The presentation was made in 1963 by Group Captain A.G. Dagg, Commanding Officer RCAF Station Summerside, who praised FSgt Vincent, a non-swimmer, for his courage in saving the young girl's life.

The Award for Bravery Medal was introduced in 1948 for presentation to cadets who knowingly risk their own lives while saving the lives or property of others.



Cadet Daniel Joseph Primeau

2784 Governor General's Foot Guards Cadet Corps, Ottawa, Ontario

Saved 10 year old friend from drowning 

17 April 1977




Cadet Colette Turcotte

2565 Lac-Etchemin Cadet Corps, Lac-Etchemin, P.Q.

premiers soins et confort a un blesse 

28 juillet 1982




Cadet Rene Normandin

2859 Corps de Cadet  Les Fusiliers de Windsor, Windsor P.Q.
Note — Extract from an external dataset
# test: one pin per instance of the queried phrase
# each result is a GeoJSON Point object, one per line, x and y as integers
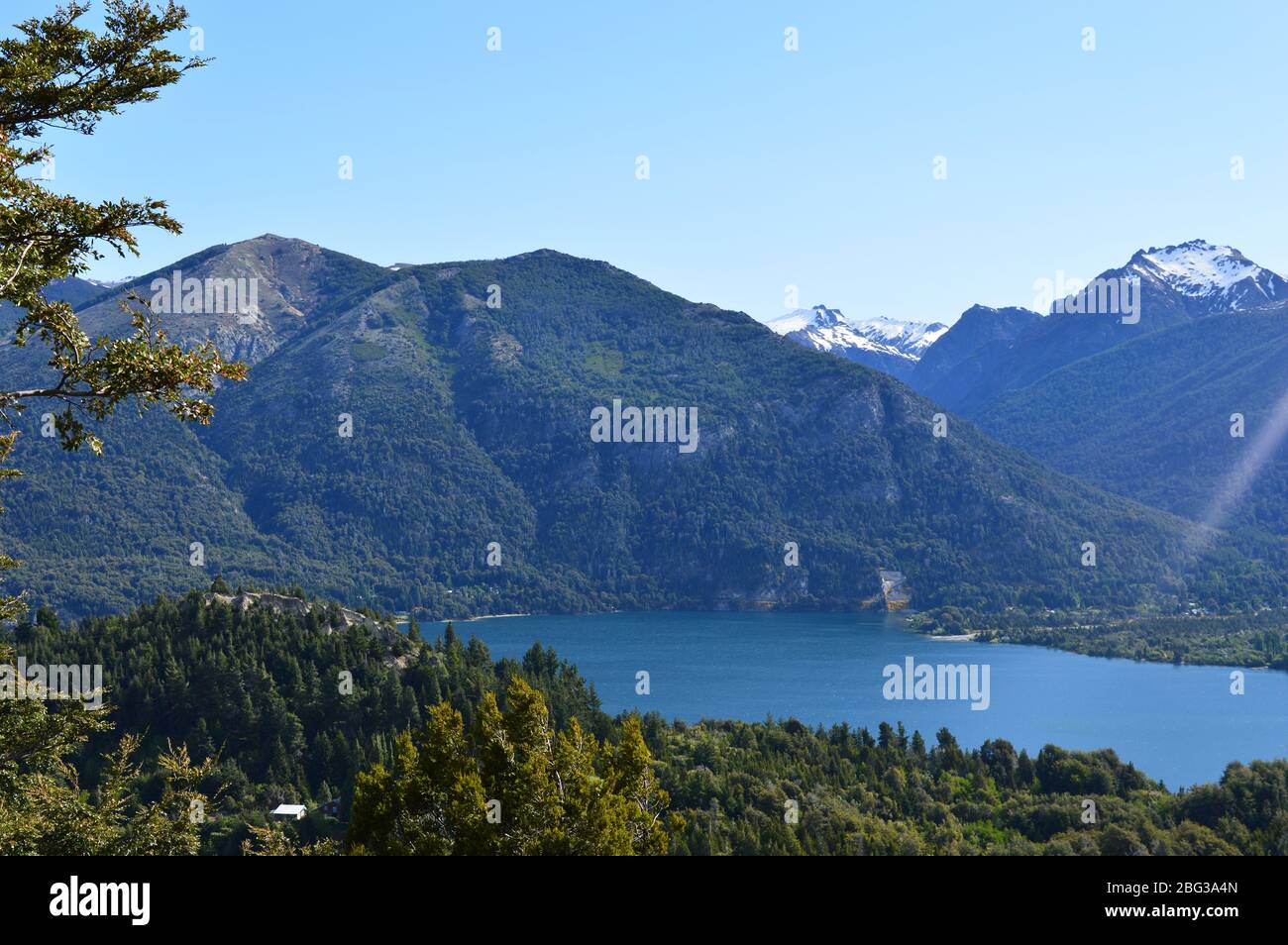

sauve un a jeune copain de la noyade

15 octobre 1982




Cadet Michel Monette

 2407 Blind River Canadian Legion Cadet Corps, Blind River, Ontario

Saved 56 year old  man from drowning 

18 May 1986


Cdt Joe Philion receives a medal for bravery from National Defence, Brigadier General Archie Brown in February of 1989 while recovering from burns in Toronto's Hospital for Sick Children.


Cadet Joe Philion


Cadet Award for Bravery

Cadet Joe Philion joined 99 Squadron at age 14. Six weeks later while asleep in the family home in March 1988, he was awakened by the smell of smoke. Rather than save himself, he ran through the house shouting warnings to his family. Unable to find his mother he stood his ground under surrounded by fire. He suffered 3rd degree burns to 90% of his body. Joe's long recovery of 40 skin grafts was followed by his nomination and approval by the Chief of Defence Staff to receive the Cadet Award for Bravery. The citation read "His selfless act of bravery brings credit to himself, his community and the Canadian Cadet organization."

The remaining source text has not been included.